1967 und 1968 wurde Detroit von den Riots erschüttert, die zusammen mit der De-Industrialisierung den Niedergang der Stadt einläuteten. Der schwarze Trompeter Charles Moore und der weiße Pianist Kenny Cox gehörten zu dem Kollektiv von Musikern und Aktivisten, das mit Strata gegen soziale Atomisierung und De-Politisierung ankämpfte. Der unscheinbare Flachbau in der Selden Street 46 befindet sich in Cass Corridor, einer Boheme-Gegend von Detroit, in der damals das legendäre Rockmagazin Creem beheimatet war und aus der die White Stripes stammen. Heute steht das Gebäude leer und die Fenster sind vergittert. 1969 begann die Gruppe dort, Essenprogramme und Jazzkonzerte für die Nachbarschaft anzubieten. Über den Dichter, Aktivisten und Manager der Stooges und von MC5, John Sinclair, kam ein Kontakt zu John Lennon zustande, der das Projekt unterstützte.

Moore und Cox richteten ein kleines Studio ein und gründeten das Label. Für Konzerte konnten erstklassige Musiker wie Herbie Hancock das Art Ensemble of Chicago oder eben Charles Mingus gewonnen werden. Die Tickets für Mingus kosteten nur 5 US-Dollar und waren damit auch für Leute erschwinglich, die keinen Zugang zu den großen Konzertsälen hatten. Wahrscheinlich waren bei dem Konzert am 12. März 1973 nur zwanzig oder dreißig Leute anwesend. So entsteht unter den Musikern eine Gelöstheit, die man auf den Live-Mitschnitten der großen Säle selten erlebt, die sich auch in bis zu halbstündigen Versionen einzelner Songs äußert. Amir Abdullah, der seit Jahren daran arbeitet, die Aufnahmen des Strata-Labels zugänglich zu machen, erklärt: »Auf der Aufnahme ist ein Typ, der offenbar betrunken ist, der Mingus Chuck nennt. Wow, ok! Das war ein kleiner, intimer Ort, an dem sich die Leute zuhause fühlten. Die Strata Guys hatten kein tolles Equipment, deshalb sind auf den Aufnahmen eine ganze Menge Noise und viele Geräusche aus dem Publikum. Ich habe einiges davon drin gelassen, weil ich die Leute spüren lassen wollte, was für eine Stimmung da geherrscht hat.

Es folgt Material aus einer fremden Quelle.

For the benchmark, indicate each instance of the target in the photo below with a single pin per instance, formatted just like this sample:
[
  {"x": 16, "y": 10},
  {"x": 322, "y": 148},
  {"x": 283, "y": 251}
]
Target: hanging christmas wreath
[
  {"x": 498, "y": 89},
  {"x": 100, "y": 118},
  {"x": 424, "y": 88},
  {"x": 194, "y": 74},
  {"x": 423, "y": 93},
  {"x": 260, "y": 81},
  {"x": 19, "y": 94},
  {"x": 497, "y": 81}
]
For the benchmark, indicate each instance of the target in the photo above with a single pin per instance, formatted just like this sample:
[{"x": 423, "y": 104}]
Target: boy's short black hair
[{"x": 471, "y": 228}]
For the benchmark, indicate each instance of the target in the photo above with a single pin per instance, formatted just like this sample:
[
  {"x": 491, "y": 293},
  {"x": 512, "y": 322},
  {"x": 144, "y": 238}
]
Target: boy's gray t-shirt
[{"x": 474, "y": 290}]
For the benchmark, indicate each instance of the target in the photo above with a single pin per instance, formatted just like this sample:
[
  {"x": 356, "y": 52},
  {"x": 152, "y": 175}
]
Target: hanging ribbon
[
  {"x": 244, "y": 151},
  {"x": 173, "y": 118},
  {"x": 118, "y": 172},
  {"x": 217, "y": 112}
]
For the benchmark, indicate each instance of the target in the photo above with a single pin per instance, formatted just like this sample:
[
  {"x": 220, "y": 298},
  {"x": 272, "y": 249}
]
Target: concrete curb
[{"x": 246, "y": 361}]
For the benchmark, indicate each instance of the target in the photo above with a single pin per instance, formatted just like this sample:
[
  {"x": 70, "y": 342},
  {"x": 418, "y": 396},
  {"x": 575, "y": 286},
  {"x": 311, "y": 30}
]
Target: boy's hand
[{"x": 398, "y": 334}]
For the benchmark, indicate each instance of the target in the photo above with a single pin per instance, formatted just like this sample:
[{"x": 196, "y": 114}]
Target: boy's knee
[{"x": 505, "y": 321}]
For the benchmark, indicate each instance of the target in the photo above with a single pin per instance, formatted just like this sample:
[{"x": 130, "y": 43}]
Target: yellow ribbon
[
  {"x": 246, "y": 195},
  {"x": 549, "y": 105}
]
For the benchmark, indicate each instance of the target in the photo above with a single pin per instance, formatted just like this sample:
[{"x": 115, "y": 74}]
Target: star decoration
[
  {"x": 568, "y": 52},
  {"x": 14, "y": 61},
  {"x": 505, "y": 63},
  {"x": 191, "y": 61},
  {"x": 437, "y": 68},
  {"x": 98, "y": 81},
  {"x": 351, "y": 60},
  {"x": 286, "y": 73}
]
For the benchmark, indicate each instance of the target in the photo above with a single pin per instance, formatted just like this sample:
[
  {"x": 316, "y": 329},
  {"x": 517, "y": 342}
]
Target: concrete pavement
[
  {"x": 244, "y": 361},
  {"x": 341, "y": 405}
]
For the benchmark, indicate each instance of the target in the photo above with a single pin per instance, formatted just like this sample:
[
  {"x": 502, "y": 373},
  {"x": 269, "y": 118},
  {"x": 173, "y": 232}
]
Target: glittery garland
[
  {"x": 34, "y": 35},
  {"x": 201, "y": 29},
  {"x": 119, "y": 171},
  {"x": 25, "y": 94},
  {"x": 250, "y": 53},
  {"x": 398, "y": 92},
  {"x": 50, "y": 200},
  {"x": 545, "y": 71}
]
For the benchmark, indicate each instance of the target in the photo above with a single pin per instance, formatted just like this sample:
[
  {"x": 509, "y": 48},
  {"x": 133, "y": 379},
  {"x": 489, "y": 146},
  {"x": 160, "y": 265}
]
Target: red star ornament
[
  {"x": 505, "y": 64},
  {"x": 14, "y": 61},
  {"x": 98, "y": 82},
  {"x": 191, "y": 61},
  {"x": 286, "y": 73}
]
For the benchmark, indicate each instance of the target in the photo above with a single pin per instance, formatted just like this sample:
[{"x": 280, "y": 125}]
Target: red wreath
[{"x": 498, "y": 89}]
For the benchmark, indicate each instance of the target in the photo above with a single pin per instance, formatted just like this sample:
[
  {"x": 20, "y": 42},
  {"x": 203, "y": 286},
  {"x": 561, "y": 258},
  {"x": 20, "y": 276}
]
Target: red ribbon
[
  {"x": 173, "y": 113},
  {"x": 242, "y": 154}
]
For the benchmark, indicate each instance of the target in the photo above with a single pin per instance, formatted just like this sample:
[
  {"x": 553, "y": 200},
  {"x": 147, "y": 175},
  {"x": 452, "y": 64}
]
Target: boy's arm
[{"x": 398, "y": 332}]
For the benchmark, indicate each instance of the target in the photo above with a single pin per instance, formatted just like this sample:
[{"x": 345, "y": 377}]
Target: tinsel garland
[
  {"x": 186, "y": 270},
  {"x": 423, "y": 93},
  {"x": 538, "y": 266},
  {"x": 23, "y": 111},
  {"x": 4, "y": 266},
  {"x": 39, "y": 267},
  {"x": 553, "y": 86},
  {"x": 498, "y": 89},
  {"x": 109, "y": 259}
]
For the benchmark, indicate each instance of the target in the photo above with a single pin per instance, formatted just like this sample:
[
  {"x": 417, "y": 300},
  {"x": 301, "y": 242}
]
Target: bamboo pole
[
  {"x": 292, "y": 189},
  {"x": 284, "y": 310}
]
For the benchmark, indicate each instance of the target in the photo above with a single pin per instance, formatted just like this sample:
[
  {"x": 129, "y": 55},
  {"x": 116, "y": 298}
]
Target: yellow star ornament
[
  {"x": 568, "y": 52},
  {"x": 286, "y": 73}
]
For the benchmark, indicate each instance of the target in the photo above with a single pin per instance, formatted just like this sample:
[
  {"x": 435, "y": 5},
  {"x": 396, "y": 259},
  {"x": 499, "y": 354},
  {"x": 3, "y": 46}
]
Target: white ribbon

Manche Liveaufnahmen sind so gesäubert, dass die Atmosphäre verloren geht. Ich wollte dem Hörer das Gefühl erleben lassen, das die Leute hatten, als Mingus direkt vor ihnen stand.«

Bleibender Einfluss

Strata musste schon 1976 schließen, nachdem ein Antrag auf Förderung abgelehnt wurde. Mingus starb drei Jahre später. In die Jazzgeschichte ging Strata auch ein, weil die Gruppe den ersten Studiengang für Jazz in den USA am Oberlin Collage einrichtete. Mingus’ Experimentierfreudigkeit und Unberechenbarkeit prägte mehr oder weniger sämtliche folgenden Musikergenerationen. Sein Eklektizismus war er für den postmodernen Jazz der 1990er Jahre etwa von John Zorn wichtig. Noch größer war sein Einfluss im Hip-Hop: Organized Konfusion benutzten die Trompeten von »Mingus Fingus No.2« um einen avantgardistischen Hip Hop-Sound zu entwickeln, der sich nicht mehr auf den Kanon von Soul und Funk beschränkte. Bei »I’m The Man« von Gang Starr und Jeru the Damaja bleibt der schmetternde, marschierende Oldschool-Beat auf einmal stehen und der Swing von Mingus’ Bassline von seinem größtem Hit, dem »Hatian Fight Song«, ertönt, anstachelnd, aufrührerisch und zugleich sublim und entrückt. Auch Industrial Bands wie Meat Beat Manifesto oder Ministry bezogen sich auf Mingus: Meat Beat Manifesto sampelten einen Wutausbruch von ihm auf der Bühne, wo er den Ton-Mann mit dem Worten »Turn the fucking mic on« anranzt. Auch neuerdings taucht Mingus wieder auf, etwa bei Nicolas Jaar und Blood Orange. Blood Orange lässt die altersweisen, melancholischen und doch noch sehnsüchtigen Pianotöne von »Myself When I Am Real« in den ersten Momenten seines Albums »Freetown Sound« verstimmt und fern klingen und leitet damit in das feministische Gedicht von Ashlee Haze ein.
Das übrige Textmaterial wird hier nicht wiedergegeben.